I have asked that we all be parked in the same area, but will just have to wait and see where they put us :roll: communications are not brilliant at the moment with Southsea  :roll: 8O

Jac


----------



## LadyJ (May 9, 2005)

All attendees for this rally here are your pitch numbers

Butler 151
Gardner 139
Lewis 150
Nye 127
Pell 142
Poutney 140
Russell 144
Warren 145
Whitehead 149

I think they are all hard standing pitches, this is the only way they could get us all in the same area, I hope that is ok with you all. If you did particualy want a grass pitch then ask to be moved when you get there.

John and I will be there on Sunday 17th hopefully and we are on pitch 139

Jacquie


----------



## Coulstock (Sep 2, 2008)

Hi J

151 looks great for me

Harry


----------



## LadyJ (May 9, 2005)

Coulstock said:


> Hi J
> 
> 151 looks great for me
> 
> Harry


It might be might be a bit noisy H as we are behind you :roll: :lol: but at least your not on the toilet end :lol:

For those of you that haven't been before here is a site map that we had for New Year so take no notice of where I am cause i'm not in the same place :lol:

Southsea Site Plan

Click on it to enlarge it

Jacquie


----------



## LadyJ (May 9, 2005)

There is still plenty of room at Southsea if a few more of you would like to join us there next week Monday to Friday



Jacquie


----------



## LadyJ (May 9, 2005)

Hi All

Well we have landed at Southsea and guess what its blowing a gale and raining  the sun does keep trying to come out though and better weather is forecast for middle of the week, we can but hope :roll: 

One of our members unfortunately can not make it and has kindly said that if anyone wants to use his booked and paid for pitch they can. 

Please ring me today Sunday on 0786 767 8605 if you would like a free 4 days at Southsea.
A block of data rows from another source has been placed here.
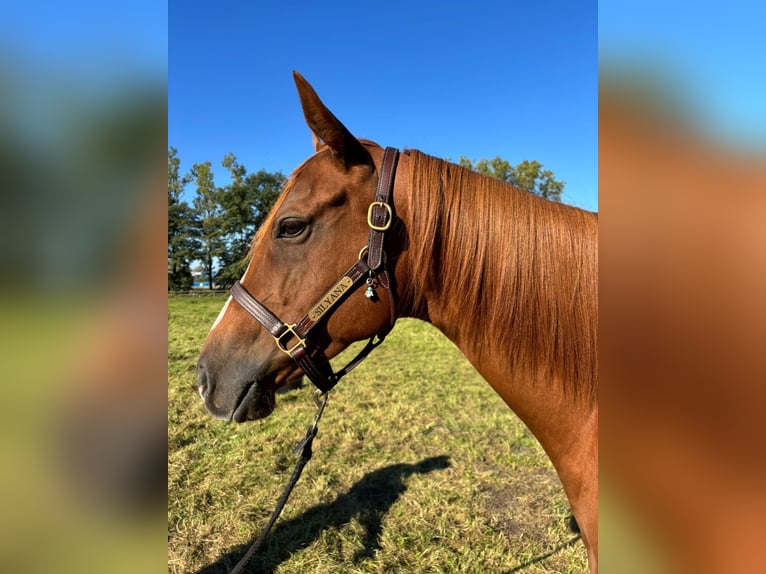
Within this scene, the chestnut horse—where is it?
[197,73,598,572]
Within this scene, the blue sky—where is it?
[168,0,598,210]
[598,0,766,149]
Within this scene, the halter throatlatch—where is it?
[231,147,399,393]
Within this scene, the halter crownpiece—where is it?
[231,147,399,393]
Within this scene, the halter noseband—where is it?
[231,147,399,392]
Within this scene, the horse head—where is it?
[197,73,396,422]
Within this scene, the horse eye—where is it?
[277,218,306,238]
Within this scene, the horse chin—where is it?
[231,381,276,423]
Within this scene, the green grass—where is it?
[168,298,587,574]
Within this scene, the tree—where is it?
[191,161,226,289]
[458,156,565,201]
[168,147,198,290]
[217,153,285,286]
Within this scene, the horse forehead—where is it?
[285,164,353,208]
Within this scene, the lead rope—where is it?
[229,391,329,574]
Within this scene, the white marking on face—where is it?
[210,295,231,332]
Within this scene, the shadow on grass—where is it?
[506,534,580,574]
[197,455,450,574]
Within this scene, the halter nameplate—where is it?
[309,277,354,321]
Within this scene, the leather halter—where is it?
[231,147,399,392]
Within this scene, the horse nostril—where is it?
[197,360,211,401]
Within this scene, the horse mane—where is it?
[397,150,598,401]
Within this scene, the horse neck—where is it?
[397,152,597,409]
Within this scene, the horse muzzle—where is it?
[197,359,276,423]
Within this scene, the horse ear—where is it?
[293,71,372,169]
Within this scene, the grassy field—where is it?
[168,297,587,574]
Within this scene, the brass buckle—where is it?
[367,201,394,231]
[274,323,306,357]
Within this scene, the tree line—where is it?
[168,147,565,291]
[168,147,285,290]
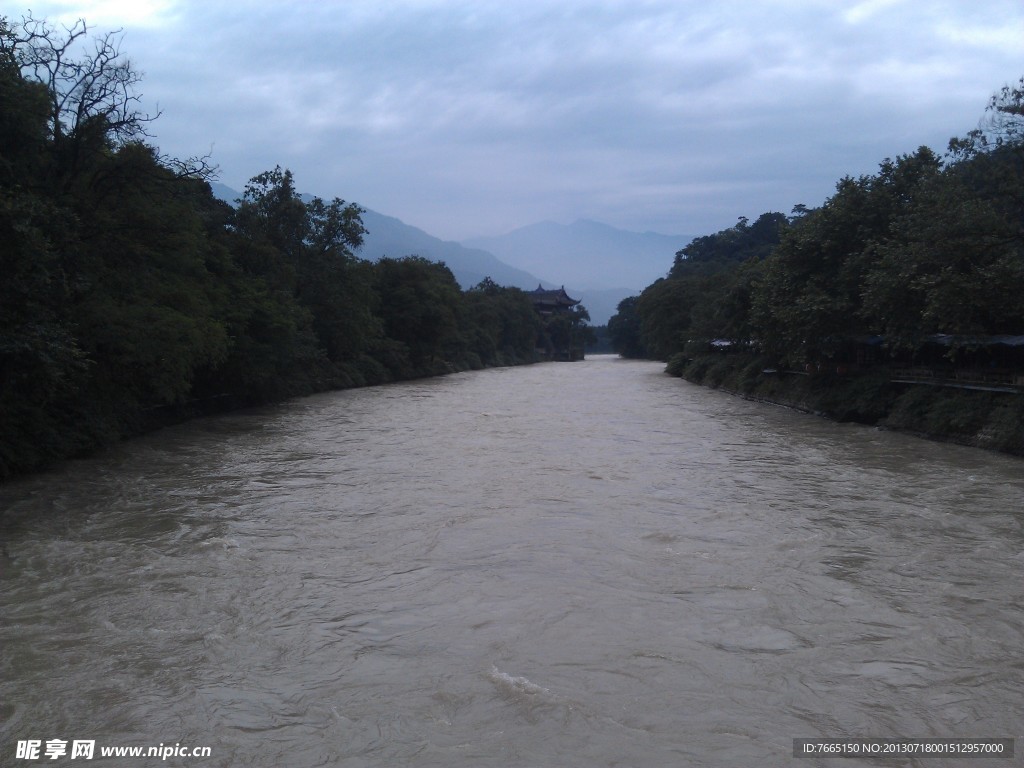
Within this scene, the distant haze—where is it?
[213,183,647,326]
[463,219,693,291]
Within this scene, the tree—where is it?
[608,296,647,357]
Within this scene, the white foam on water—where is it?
[487,667,551,696]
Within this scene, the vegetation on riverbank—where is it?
[0,17,586,478]
[608,79,1024,453]
[668,352,1024,456]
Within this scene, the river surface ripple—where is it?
[0,357,1024,768]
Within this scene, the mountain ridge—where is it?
[211,182,675,326]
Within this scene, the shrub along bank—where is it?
[668,353,1024,456]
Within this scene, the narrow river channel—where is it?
[0,357,1024,768]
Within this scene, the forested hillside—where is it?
[608,79,1024,452]
[0,19,577,477]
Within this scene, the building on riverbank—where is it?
[526,285,585,361]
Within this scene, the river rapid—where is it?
[0,356,1024,768]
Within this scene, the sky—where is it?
[14,0,1024,241]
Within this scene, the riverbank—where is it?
[667,353,1024,456]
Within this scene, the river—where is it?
[0,356,1024,768]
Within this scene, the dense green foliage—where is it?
[608,80,1024,370]
[0,19,561,477]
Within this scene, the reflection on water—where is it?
[0,357,1024,766]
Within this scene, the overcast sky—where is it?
[16,0,1024,240]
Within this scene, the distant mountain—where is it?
[359,210,634,326]
[359,210,543,289]
[463,219,693,291]
[211,183,630,326]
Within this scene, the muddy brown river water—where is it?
[0,357,1024,768]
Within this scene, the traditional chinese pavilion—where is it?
[527,285,580,317]
[526,286,584,360]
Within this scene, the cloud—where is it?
[14,0,1024,239]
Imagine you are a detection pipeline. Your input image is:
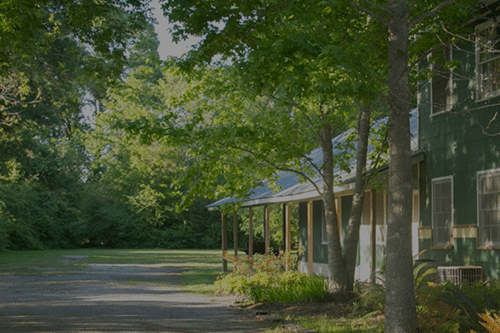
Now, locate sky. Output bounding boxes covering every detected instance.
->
[151,0,199,60]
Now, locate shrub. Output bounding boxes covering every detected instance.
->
[215,254,328,303]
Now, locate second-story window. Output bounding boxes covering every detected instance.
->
[431,47,453,115]
[432,176,453,248]
[476,20,500,101]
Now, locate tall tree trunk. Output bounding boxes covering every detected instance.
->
[385,0,416,333]
[343,103,371,290]
[321,125,347,292]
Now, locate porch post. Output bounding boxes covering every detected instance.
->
[285,202,291,271]
[281,203,286,254]
[370,190,377,286]
[248,207,253,258]
[222,213,227,273]
[307,201,313,276]
[233,208,238,258]
[264,205,271,256]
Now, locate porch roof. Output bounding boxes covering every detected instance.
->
[207,109,420,210]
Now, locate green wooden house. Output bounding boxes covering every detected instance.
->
[418,1,500,279]
[209,0,500,280]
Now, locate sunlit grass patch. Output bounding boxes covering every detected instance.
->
[268,316,380,333]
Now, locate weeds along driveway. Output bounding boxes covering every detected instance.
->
[0,258,266,333]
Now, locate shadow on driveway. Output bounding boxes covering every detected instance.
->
[0,265,267,333]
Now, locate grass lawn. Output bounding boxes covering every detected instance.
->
[0,249,377,333]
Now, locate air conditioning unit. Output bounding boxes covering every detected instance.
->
[438,266,483,285]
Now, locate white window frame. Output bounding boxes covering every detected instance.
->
[321,201,328,244]
[431,176,455,248]
[430,46,454,117]
[477,169,500,248]
[476,20,500,102]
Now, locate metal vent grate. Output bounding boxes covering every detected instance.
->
[438,266,483,285]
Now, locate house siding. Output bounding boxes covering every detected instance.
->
[419,40,500,279]
[299,200,328,264]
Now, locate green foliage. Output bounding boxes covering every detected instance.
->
[417,282,500,333]
[215,254,328,303]
[0,182,82,250]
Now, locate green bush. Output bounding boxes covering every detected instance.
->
[215,254,328,303]
[416,282,500,333]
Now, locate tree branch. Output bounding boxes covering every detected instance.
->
[410,0,457,27]
[228,146,322,195]
[351,0,389,26]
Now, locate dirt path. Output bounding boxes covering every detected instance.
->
[0,258,266,333]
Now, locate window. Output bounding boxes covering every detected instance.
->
[432,176,453,247]
[476,21,500,100]
[477,169,500,247]
[321,198,342,244]
[431,47,453,115]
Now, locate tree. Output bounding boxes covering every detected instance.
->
[352,0,476,332]
[158,1,383,290]
[164,0,482,332]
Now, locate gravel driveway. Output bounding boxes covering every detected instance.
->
[0,258,266,333]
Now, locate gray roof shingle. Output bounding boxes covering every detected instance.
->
[207,109,418,209]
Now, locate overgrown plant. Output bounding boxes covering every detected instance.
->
[416,282,500,333]
[215,254,328,303]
First to ring gets it.



Jacquie


----------



## Coulstock (Sep 2, 2008)

*Southsea Rally*

Just to give this rally some visibility on the forum , unlike Newbury , its not raining here, the sun is blazing down from a clear blue sky and the wind has dropped to a feather lightness - and tonight is quiz night. - Hurrah

Harry


----------



## Coulstock (Sep 2, 2008)

Thanks to Bob44 who took time out to drive Pat and I around the sights of old Portsmouth, Portchester Castle , Lee on Solent and Portsdown Hill - what a great day . Some good MH friendly stopover parking places located ( no height bars but no overnighting ) and 1 camp site at Stokes Bay which we'll give a try later in the year.

Harry & Pat


----------



## Coulstock (Sep 2, 2008)

We'll be out of here by 1100 so thanks to Lady J for her usual efficient organisation - we've had some great weather and last night we ,with the assistance of Bob & Maggie (Bob44), came 3rd in the pub quiz. We were only 2 points behind the 2nd place but well behind the winner - who Bob reckoned was a ringer !

Harry


----------



## LadyJ (May 9, 2005)

Glad you enjoyed it Harry.

I have put a few photos in the album if anybody has any could they please add them to it.

Southsea May Photos

Sun is out again and we do have a follow on rally starting today at 4.30pm at Hamble if anyone wants to join us there.

Jacquie


----------